Der Text erschien im Druck in:

Cornelie Becker-Lamers – Wolfgang Finkbein (Hg), Wilhelm Lachnit 1899-1962. Aus dem graphischen Werk. Eine Ausstellung zum 100. Geburtstag des Künstlers am 12. November 1999. 7. November 1999 bis 6. Januar 2000: Galerie Finkbein, Gotha. 7. November 1999 bis 9. Januar 2000: Schlossmuseum Friedenstein Gotha, Galerie im Brettersaal. 13. Februar 2000 bis 30. April 2000: Villa Eschebach, Dresden, Gotha: Kunstverein Ausstellungshalle e.V. 1999, S. 4-5.

ISBN 3-00-005141-4.

Der vollständige Katalog mit 39 z.T. farbigen Abb. ist zu beziehen über:

Galerie Finkbein – Bautzner Straße 4 – 01099 Dresden

 

1Michel Serres, Der Parasit, Frankfurt/M.: suhrkamp 1987, S. 13.

2Peter Bexte, Leinen los, in: Michel Serres, Über Malerei.
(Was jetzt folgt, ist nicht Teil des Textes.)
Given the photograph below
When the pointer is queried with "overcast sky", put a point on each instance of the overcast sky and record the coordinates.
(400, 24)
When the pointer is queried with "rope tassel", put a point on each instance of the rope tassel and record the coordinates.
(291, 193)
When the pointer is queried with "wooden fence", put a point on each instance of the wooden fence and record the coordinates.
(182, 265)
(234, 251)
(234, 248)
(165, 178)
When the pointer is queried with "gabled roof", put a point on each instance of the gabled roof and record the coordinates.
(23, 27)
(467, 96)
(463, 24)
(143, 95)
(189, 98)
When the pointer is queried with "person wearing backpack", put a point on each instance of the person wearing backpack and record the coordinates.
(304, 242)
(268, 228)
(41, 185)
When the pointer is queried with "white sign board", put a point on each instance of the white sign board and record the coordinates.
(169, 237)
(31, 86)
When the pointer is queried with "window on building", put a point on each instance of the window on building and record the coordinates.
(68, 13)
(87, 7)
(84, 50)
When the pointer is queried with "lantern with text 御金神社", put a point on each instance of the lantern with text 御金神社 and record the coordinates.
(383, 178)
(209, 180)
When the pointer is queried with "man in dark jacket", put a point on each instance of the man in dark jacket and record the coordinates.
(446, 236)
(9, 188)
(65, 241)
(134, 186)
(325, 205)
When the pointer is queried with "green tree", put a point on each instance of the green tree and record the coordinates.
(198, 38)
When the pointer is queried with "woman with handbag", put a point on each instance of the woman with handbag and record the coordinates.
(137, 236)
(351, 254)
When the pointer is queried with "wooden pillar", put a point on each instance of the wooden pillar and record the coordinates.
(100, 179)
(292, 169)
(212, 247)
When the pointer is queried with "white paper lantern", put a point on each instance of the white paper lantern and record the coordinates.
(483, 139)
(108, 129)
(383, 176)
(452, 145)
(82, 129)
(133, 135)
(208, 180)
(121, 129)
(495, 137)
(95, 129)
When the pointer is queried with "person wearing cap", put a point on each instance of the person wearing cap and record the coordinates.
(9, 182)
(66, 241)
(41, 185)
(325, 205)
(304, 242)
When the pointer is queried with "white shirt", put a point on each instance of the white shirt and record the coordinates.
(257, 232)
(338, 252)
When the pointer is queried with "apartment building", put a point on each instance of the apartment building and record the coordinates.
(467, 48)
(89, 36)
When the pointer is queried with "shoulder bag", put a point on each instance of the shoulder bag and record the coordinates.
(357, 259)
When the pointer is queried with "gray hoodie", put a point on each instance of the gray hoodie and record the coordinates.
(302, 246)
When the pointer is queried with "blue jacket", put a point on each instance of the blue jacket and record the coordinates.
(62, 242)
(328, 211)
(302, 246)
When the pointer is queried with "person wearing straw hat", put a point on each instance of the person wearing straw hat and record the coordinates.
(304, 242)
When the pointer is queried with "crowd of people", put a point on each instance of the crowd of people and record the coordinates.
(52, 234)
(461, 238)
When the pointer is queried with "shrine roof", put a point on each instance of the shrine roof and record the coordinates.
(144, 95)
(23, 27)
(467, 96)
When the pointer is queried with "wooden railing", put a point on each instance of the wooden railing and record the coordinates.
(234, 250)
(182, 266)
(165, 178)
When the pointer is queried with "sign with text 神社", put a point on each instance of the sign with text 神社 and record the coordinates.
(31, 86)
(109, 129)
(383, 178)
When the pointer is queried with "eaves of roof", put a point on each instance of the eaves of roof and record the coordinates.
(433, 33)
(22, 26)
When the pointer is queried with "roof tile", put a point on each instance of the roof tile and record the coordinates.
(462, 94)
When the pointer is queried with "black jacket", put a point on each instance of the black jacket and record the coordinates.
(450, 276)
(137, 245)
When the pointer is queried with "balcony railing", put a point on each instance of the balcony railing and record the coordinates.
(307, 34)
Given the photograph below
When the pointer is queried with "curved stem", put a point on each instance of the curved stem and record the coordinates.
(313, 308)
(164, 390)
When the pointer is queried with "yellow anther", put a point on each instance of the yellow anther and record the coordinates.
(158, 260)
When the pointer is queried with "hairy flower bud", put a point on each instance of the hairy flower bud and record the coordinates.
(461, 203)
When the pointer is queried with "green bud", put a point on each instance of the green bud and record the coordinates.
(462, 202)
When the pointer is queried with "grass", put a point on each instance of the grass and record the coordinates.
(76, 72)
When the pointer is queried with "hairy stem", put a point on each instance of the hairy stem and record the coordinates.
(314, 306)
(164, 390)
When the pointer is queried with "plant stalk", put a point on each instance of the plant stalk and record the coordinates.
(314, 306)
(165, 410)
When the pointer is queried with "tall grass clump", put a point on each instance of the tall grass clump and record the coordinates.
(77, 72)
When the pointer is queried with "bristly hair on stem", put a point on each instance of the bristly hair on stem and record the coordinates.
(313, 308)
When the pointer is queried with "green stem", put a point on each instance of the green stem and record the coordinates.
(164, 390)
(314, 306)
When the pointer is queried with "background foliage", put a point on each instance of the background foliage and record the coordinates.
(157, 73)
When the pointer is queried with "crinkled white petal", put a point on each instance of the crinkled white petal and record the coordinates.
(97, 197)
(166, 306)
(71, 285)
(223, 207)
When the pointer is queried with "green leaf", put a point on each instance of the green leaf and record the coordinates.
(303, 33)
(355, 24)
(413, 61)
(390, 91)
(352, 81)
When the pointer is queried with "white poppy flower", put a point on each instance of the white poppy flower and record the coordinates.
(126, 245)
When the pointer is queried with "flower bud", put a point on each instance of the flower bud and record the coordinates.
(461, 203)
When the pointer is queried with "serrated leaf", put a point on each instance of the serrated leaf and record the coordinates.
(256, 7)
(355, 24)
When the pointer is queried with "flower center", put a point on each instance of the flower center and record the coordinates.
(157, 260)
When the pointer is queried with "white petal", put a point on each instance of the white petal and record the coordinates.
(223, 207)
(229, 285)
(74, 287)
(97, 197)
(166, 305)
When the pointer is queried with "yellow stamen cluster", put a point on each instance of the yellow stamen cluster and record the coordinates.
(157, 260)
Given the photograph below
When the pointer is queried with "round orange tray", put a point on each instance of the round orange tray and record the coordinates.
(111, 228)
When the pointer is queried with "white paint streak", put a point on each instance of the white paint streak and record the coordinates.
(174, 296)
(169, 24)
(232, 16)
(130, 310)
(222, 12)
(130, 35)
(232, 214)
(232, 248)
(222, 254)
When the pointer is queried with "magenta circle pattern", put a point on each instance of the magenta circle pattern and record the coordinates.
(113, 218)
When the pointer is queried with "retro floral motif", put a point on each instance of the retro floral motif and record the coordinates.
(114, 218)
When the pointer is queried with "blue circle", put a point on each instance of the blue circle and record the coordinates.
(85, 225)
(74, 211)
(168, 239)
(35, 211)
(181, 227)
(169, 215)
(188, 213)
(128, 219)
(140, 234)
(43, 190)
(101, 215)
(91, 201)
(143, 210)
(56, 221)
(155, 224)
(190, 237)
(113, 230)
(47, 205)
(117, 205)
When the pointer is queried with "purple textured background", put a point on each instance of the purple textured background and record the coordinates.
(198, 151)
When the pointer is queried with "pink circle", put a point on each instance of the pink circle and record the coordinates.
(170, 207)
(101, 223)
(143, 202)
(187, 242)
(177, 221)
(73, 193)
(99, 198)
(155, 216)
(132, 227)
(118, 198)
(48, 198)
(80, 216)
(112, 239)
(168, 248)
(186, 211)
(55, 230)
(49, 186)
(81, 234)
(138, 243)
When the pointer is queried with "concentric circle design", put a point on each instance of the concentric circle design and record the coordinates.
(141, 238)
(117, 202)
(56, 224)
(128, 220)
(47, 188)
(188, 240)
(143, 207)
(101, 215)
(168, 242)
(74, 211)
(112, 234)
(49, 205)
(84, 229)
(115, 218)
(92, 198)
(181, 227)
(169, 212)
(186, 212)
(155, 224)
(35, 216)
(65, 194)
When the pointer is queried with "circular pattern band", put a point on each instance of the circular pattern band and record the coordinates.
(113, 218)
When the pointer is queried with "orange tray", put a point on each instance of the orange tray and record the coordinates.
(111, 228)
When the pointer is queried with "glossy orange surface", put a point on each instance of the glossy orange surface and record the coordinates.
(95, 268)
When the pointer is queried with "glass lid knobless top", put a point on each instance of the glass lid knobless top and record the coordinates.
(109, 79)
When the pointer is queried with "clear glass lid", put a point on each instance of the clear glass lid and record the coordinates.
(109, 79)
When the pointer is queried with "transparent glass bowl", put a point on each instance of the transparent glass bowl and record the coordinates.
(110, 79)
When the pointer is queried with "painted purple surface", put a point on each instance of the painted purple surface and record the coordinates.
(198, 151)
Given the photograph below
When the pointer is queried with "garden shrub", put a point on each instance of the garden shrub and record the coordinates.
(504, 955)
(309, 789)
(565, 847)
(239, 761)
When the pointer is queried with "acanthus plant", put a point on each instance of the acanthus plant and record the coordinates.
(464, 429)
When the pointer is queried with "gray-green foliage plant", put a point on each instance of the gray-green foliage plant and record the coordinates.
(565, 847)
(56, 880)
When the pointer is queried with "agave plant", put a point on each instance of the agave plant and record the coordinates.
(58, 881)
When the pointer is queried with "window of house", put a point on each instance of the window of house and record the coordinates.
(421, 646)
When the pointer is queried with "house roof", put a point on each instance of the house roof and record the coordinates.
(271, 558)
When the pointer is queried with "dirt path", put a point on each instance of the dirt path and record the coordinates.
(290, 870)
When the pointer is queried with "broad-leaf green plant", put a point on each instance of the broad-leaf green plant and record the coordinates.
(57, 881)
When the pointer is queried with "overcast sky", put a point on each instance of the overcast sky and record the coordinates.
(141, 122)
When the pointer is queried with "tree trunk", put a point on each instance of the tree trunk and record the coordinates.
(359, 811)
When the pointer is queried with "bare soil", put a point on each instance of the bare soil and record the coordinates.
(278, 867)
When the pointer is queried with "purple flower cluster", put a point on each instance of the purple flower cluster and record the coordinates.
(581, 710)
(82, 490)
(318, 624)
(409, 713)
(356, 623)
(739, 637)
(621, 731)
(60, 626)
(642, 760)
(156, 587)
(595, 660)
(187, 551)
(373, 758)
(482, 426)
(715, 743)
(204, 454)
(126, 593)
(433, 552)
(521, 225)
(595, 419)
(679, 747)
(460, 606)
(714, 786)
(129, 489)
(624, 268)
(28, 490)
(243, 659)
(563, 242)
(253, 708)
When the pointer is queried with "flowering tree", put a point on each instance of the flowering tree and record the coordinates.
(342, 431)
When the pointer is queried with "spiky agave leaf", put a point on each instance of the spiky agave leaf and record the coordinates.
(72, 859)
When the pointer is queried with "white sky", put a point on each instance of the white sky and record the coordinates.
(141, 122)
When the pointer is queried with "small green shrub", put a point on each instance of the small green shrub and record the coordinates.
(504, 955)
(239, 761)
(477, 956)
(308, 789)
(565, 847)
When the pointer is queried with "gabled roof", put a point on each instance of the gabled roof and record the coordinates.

Vermeer - La Tour - Turner, Nachwort von Peter Bexte, Dresden - Basel: Verlag der Kunst 1995, S. 113-126, S. 113.

3Diese Mongraphie wird noch 1990 in dem bisher materialreichsten Lachnit-Katalog von Friedegund Weidemann gefordert. Vgl. Wilhelm Lachnit 1899-1962. Gemälde Graphik Zeichnungen, zur gleichnamigen Ausstellung vom 5. Juli bis 19. August 1990 hg. von der Sektion Bildende Kunst der Akademie der Künste der DDR, Berlin 1990, S. 12.